Mesh Generation System

All mesh generation tasks are running asynchronous using burst compiled jobs, and will never block the main thread. This also means that there can be a slight delay by a few frames when the mesh generation job takes longer than expected (e.g. when the procedural noise sampling job is using very expensive settings).

Quadtree Scheduling System

All mesh generation jobs are scheduled from the ‘QuadtreeSchedulingSystem’. Each node element with the tag ‘NeedsGeneratedGridTag’ will have a new mesh generation job scheduled. The references to all currently running jobs are stored inside the system, and it checks if a job is finished every frame.

When a mesh has been generated, and the lod level of the generated mesh is equal to the collision lod level, another follow up job is scheduled to generate a collision mesh and add a collider to the node’s entity.

All generated meshes are stored inside the system. The Quadtree Rendering System picks up these stored meshes to render them each frame. When a node is split up into multiple child nodes (increasing the LOD level) or is being merged again (decreasing LOD level), the mesh will not be stored anymore, as only the lowest lod levels are being rendered.

Mesh Generation Job

The mesh generation job is the most important core part of Orbis. This is where new meshes for quadtree nodes are being generated and updated. It utilized Unity’s new MeshData API, and is fully burst compiled. It outputs the vertices and triangles of new meshes, and also calculates the bounds and vertex data of the mesh.

The job starts by generating a grid of vertices, and offsets them by the height sampled at the vertex positions. To calculate vertex normals, 4 nearby positions are being sampled (up/down, and left/right), which are then used to calculate the normals for each vertex. This eliminates normal artifacts between chunk borders, as the normals are calculated independant of the mesh borders.

Biome data is also baked into the mesh using vertex colors, making it easy to use the biome data that is sampled from either biome maps or procedurally in the terrain material/shader.
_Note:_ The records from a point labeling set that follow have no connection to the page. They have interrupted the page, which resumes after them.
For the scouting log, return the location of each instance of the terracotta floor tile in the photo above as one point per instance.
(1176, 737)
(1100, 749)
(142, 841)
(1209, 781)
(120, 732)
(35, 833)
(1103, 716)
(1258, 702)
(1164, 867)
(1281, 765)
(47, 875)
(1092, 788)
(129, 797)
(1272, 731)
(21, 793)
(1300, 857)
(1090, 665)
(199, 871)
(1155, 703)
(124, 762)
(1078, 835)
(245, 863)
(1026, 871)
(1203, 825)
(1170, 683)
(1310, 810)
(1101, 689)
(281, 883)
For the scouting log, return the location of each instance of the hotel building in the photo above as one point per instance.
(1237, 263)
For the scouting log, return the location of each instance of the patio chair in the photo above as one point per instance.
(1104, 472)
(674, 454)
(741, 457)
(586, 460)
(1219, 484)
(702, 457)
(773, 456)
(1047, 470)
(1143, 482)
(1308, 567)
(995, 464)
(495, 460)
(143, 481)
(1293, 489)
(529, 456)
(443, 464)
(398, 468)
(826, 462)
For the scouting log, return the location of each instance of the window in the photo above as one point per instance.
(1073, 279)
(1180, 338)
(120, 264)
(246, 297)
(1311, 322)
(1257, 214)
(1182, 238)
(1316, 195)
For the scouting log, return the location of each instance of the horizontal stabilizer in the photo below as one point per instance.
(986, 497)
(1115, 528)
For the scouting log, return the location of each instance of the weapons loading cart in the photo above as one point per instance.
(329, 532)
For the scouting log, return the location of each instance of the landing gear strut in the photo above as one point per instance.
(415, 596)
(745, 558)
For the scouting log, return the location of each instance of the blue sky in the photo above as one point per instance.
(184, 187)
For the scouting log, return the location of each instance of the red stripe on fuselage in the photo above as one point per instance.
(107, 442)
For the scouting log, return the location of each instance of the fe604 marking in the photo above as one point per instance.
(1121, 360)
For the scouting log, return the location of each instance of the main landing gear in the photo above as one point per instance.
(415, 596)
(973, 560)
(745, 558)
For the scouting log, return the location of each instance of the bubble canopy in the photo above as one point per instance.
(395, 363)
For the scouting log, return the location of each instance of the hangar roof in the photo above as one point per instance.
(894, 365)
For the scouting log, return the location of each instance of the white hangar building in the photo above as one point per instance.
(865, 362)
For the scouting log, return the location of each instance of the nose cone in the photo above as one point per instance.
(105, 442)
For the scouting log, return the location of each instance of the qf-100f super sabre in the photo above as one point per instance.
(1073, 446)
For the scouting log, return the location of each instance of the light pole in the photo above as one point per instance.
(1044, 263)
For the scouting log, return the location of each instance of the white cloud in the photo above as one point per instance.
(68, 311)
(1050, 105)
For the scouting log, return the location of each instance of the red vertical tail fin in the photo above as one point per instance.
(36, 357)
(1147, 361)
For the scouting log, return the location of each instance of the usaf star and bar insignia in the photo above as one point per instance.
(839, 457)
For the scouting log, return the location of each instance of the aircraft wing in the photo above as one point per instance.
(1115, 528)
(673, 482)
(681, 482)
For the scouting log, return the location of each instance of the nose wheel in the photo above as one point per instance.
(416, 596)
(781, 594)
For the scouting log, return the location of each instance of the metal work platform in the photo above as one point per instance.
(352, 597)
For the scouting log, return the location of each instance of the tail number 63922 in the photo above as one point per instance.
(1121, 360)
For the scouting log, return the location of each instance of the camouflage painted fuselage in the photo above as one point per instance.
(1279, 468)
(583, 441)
When skirts are enabled for the quadtree, the job also generates a skirt around the edges of the mesh. This can eliminate cracks between the terrain nodes, which can appear when height differences between two neighboring nodes are large and they are not the same lod level. Generating the skirts does is not very complex and is performed very fast, but it results in an increase of the vertex count. The normals of the skirt vertices are set to the same value as the edge vertices of the mesh above it, eliminating lighting artifacts.

When heightmaps are sampled, the values for each vertex position are sampled bilinear, resulting in smooth terrains even when using low-resolution height maps with a higher-resolution terrain.